At least some forms of cancers are generated and supported by a small population of cancer stem cells, a malfunctioning, rapidly growing mirror of the healthy tissue environment in which large number of somatic cells are supported by a small number of stem cells. It is the presence of these cancer stem cells that makes it challenging to permanently clear cancer from a patient - if only a few such cells survive, the cancer will return, and the present generation of cancer treatments cannot reliably remove 100% of the targeted cells. Looking on the bright side, if a method of selectively targeting and destroying cancer stem cells could be developed, then this could be a very useful approach to cancer therapeutics. While it is still up for debate as to what degree of useful, exploitable similarity exists between the cancer stem cells that have been identified in cancers of various different types, the research here makes for interesting reading in this context. It strongly suggests that these similarities exist and are broadly present in many tissue types.

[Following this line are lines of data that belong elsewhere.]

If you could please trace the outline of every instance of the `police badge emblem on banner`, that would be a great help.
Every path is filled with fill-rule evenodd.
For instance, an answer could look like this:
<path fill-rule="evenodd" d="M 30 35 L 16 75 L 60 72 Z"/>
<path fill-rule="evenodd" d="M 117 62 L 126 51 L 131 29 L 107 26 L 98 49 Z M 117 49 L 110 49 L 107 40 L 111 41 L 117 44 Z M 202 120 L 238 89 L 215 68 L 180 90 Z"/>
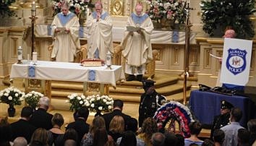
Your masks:
<path fill-rule="evenodd" d="M 249 80 L 252 40 L 225 38 L 220 82 L 244 86 Z"/>

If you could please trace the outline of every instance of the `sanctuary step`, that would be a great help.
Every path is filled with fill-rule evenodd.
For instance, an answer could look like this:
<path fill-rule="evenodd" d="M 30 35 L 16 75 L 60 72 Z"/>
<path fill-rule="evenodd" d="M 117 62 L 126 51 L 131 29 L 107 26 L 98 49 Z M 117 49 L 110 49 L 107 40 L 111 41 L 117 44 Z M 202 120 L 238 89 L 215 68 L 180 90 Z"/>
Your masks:
<path fill-rule="evenodd" d="M 179 82 L 176 74 L 158 74 L 153 79 L 155 81 L 156 91 L 165 95 L 168 100 L 183 101 L 183 83 Z M 53 81 L 51 83 L 52 98 L 65 99 L 72 93 L 82 93 L 82 82 Z M 190 94 L 191 83 L 187 82 L 187 99 Z M 110 86 L 109 95 L 115 99 L 121 99 L 124 102 L 139 103 L 140 95 L 144 93 L 142 84 L 138 81 L 119 82 L 116 89 Z"/>

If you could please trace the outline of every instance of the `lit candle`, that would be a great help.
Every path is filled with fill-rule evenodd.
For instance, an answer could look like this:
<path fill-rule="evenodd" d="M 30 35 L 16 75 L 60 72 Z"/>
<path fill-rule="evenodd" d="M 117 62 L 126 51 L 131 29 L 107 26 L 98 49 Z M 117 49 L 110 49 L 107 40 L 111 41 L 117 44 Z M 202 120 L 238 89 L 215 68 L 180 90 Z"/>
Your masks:
<path fill-rule="evenodd" d="M 35 11 L 35 1 L 33 1 L 33 3 L 32 3 L 31 10 L 32 11 Z"/>

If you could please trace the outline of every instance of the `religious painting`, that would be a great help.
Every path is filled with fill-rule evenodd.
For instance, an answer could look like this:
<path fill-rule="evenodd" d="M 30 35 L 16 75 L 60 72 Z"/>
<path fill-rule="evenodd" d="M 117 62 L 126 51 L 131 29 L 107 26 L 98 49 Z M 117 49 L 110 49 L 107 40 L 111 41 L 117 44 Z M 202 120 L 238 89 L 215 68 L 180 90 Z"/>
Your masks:
<path fill-rule="evenodd" d="M 124 0 L 111 0 L 111 14 L 116 16 L 124 15 Z"/>

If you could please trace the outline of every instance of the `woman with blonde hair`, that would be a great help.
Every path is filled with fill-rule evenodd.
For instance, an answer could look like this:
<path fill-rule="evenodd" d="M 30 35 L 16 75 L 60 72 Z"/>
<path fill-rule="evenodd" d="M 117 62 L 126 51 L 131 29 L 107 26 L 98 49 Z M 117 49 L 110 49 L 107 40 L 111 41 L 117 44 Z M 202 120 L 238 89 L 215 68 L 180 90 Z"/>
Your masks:
<path fill-rule="evenodd" d="M 93 138 L 97 129 L 100 128 L 106 129 L 104 119 L 101 116 L 96 116 L 90 126 L 89 132 L 86 133 L 82 139 L 82 146 L 90 146 L 93 144 Z"/>
<path fill-rule="evenodd" d="M 49 130 L 48 144 L 55 146 L 62 146 L 64 144 L 63 137 L 64 132 L 61 129 L 64 124 L 64 118 L 61 114 L 56 113 L 51 119 L 53 128 Z"/>
<path fill-rule="evenodd" d="M 43 128 L 35 130 L 32 135 L 29 146 L 48 146 L 48 132 Z"/>
<path fill-rule="evenodd" d="M 121 137 L 124 132 L 124 119 L 121 116 L 115 116 L 110 121 L 108 134 L 116 142 L 118 138 Z"/>
<path fill-rule="evenodd" d="M 142 131 L 138 134 L 138 138 L 143 140 L 147 146 L 151 146 L 151 137 L 153 134 L 158 132 L 155 120 L 150 117 L 147 118 L 144 120 L 141 129 Z"/>

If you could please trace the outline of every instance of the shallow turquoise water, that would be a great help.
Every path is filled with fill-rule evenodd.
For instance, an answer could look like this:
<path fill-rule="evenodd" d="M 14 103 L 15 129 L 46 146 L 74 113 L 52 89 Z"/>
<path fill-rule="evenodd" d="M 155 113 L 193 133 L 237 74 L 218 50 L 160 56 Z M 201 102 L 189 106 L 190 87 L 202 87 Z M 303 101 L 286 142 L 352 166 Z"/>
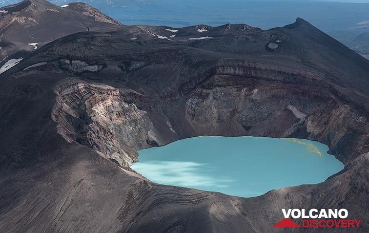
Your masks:
<path fill-rule="evenodd" d="M 201 136 L 139 151 L 131 168 L 162 184 L 254 197 L 339 172 L 328 149 L 304 139 Z"/>

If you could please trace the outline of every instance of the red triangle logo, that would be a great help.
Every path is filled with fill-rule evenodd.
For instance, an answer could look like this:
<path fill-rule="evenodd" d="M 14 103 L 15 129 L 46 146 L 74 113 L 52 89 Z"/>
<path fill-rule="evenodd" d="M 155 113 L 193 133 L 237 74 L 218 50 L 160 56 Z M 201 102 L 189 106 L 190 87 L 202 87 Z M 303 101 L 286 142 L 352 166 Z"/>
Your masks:
<path fill-rule="evenodd" d="M 283 219 L 273 227 L 300 227 L 298 224 L 290 219 Z"/>

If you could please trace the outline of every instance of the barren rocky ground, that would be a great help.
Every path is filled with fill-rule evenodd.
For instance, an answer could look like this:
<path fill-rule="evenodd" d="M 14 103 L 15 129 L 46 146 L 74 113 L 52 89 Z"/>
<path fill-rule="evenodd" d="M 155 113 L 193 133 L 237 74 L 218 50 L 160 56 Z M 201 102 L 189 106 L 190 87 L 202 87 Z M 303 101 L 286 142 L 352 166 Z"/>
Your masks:
<path fill-rule="evenodd" d="M 344 208 L 369 230 L 369 61 L 300 18 L 105 27 L 24 51 L 0 74 L 1 231 L 303 231 L 272 228 L 289 208 Z M 212 38 L 189 39 L 198 30 Z M 203 135 L 315 140 L 345 168 L 250 198 L 129 168 L 138 150 Z"/>

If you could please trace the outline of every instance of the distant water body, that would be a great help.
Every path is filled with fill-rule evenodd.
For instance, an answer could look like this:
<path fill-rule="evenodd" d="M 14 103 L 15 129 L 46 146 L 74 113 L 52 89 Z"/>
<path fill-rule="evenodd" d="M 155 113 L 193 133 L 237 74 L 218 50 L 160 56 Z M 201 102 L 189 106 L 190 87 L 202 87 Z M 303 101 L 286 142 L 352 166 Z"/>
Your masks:
<path fill-rule="evenodd" d="M 305 0 L 141 0 L 112 1 L 112 7 L 96 4 L 98 1 L 86 2 L 126 25 L 175 27 L 231 23 L 269 29 L 292 24 L 299 17 L 329 32 L 356 28 L 359 26 L 357 23 L 369 19 L 369 4 L 362 3 Z"/>
<path fill-rule="evenodd" d="M 324 181 L 344 166 L 328 149 L 303 139 L 201 136 L 139 151 L 131 168 L 162 184 L 249 197 Z"/>

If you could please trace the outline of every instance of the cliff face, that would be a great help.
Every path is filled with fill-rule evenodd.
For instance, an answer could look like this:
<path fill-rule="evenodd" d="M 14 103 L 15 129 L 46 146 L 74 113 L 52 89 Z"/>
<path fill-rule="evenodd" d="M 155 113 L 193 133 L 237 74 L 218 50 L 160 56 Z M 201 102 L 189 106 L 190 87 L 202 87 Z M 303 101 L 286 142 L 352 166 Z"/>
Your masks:
<path fill-rule="evenodd" d="M 345 208 L 369 230 L 369 63 L 298 21 L 202 41 L 85 32 L 32 53 L 0 76 L 1 229 L 285 232 L 272 226 L 293 207 Z M 252 198 L 124 169 L 137 150 L 204 134 L 316 140 L 345 167 Z"/>
<path fill-rule="evenodd" d="M 136 151 L 159 141 L 147 112 L 125 102 L 118 89 L 70 78 L 54 91 L 51 117 L 68 142 L 87 145 L 127 167 L 137 161 Z"/>

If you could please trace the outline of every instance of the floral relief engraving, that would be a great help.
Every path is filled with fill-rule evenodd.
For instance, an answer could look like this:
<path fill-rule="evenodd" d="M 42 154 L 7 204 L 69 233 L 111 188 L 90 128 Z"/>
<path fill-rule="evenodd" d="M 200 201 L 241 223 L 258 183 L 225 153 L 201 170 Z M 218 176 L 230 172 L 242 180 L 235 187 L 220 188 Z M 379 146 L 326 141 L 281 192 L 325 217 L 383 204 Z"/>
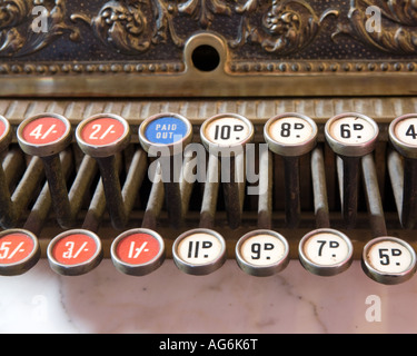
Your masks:
<path fill-rule="evenodd" d="M 46 31 L 33 31 L 30 19 L 32 10 L 41 6 L 46 9 Z M 0 56 L 20 57 L 33 53 L 69 34 L 79 40 L 79 30 L 66 19 L 64 0 L 2 0 L 0 1 Z"/>
<path fill-rule="evenodd" d="M 366 9 L 380 11 L 380 28 L 369 30 L 373 16 Z M 348 23 L 338 23 L 332 38 L 341 34 L 355 38 L 367 46 L 393 55 L 417 53 L 417 1 L 415 0 L 353 0 Z"/>
<path fill-rule="evenodd" d="M 254 21 L 256 18 L 249 14 L 257 11 L 257 2 L 248 0 L 237 7 L 237 11 L 242 13 L 242 20 L 239 36 L 231 42 L 232 47 L 255 42 L 260 43 L 264 50 L 281 56 L 298 52 L 311 43 L 327 17 L 339 16 L 335 9 L 318 16 L 307 1 L 272 0 L 260 21 Z"/>
<path fill-rule="evenodd" d="M 196 31 L 208 29 L 218 31 L 230 49 L 246 46 L 251 52 L 272 53 L 276 58 L 302 57 L 302 50 L 312 42 L 331 47 L 340 43 L 342 37 L 350 38 L 350 43 L 351 39 L 363 43 L 364 51 L 370 48 L 375 53 L 417 53 L 416 0 L 330 0 L 328 6 L 308 0 L 102 0 L 96 4 L 85 2 L 82 7 L 80 3 L 0 0 L 0 57 L 30 56 L 58 39 L 61 43 L 78 41 L 82 51 L 89 43 L 81 38 L 81 31 L 90 31 L 93 36 L 88 40 L 100 41 L 103 52 L 109 53 L 136 56 L 165 43 L 181 50 Z M 37 7 L 46 10 L 47 31 L 33 31 Z M 378 31 L 367 28 L 369 8 L 380 12 Z"/>

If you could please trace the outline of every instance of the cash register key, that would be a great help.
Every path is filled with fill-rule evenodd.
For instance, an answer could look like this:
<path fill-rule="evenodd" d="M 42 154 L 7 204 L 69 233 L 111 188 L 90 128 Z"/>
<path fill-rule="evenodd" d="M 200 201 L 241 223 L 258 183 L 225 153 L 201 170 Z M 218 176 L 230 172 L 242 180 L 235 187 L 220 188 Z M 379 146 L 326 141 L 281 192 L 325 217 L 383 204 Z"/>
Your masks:
<path fill-rule="evenodd" d="M 111 260 L 123 274 L 145 276 L 159 268 L 166 257 L 159 234 L 137 228 L 120 234 L 111 244 Z"/>
<path fill-rule="evenodd" d="M 48 245 L 49 265 L 64 276 L 83 275 L 103 258 L 100 238 L 89 230 L 72 229 L 56 236 Z"/>
<path fill-rule="evenodd" d="M 208 275 L 226 261 L 226 243 L 215 230 L 197 228 L 183 233 L 172 245 L 176 266 L 190 275 Z"/>
<path fill-rule="evenodd" d="M 405 240 L 390 236 L 370 240 L 361 257 L 365 274 L 385 285 L 397 285 L 411 278 L 416 264 L 414 248 Z"/>
<path fill-rule="evenodd" d="M 235 249 L 238 266 L 252 276 L 272 276 L 289 263 L 286 238 L 272 230 L 255 230 L 244 235 Z"/>
<path fill-rule="evenodd" d="M 298 246 L 301 265 L 319 276 L 335 276 L 353 263 L 354 247 L 342 233 L 321 228 L 306 234 Z"/>
<path fill-rule="evenodd" d="M 0 275 L 17 276 L 27 273 L 40 258 L 38 238 L 24 229 L 0 233 Z"/>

"Cancer stem cells", also known as tumor-initiating cells (TIC), appear to cause relapses after radiation and chemotherapy because a single surviving TIC can cause a new tumor to grow. In addition, they appear to be the main cause of metastasis. Effective tumor treatment must therefore aim to kill off TICs as extensively as possible. To this end, a "probe" that marks these cancer stem cells would be useful so that they become visible. Although there are markers that also recognize TICs associated with some types of cancer, no universal, selective probe for cancer stem cells has been found.
Researchers have now succeeded in finding such a probe. They were able to show that their new probe, a fluorescent dye, selectively stains TICs from a broad variety of cancers, including tumors of the lung, central nervous system, breast, kidney, ovary, colon, and prostate, as well as melanomas. Healthy cells and "ordinary" tumor cells were not marked. At high concentrations, the dye also demonstrates considerable cytotoxicity toward TIC, while other cells are barely affected.
The researchers discovered that their probe, named TiY (for tumor-initiating cell probe yellow), recognizes vimentin, which is a molecule in the cytoskeleton. Vimentin is more concentrated in epithelial cells when they transform into mesenchymal cells. Epithelial cells form the tissue that covers the inner and outer surfaces of the body, forming a boundary with the environment. The cells are polar, meaning that the side facing toward the underlying tissue and the side directed outward toward the lumen are different. The cells are also firmly integrated into the cell wall. When they transform into mesenchymal cells, they lose their polarity, are freed from the cell structure, and may wander. This process plays an important role in the development of embryos and healing of wounds. It is also involved in the metastasis of tumors.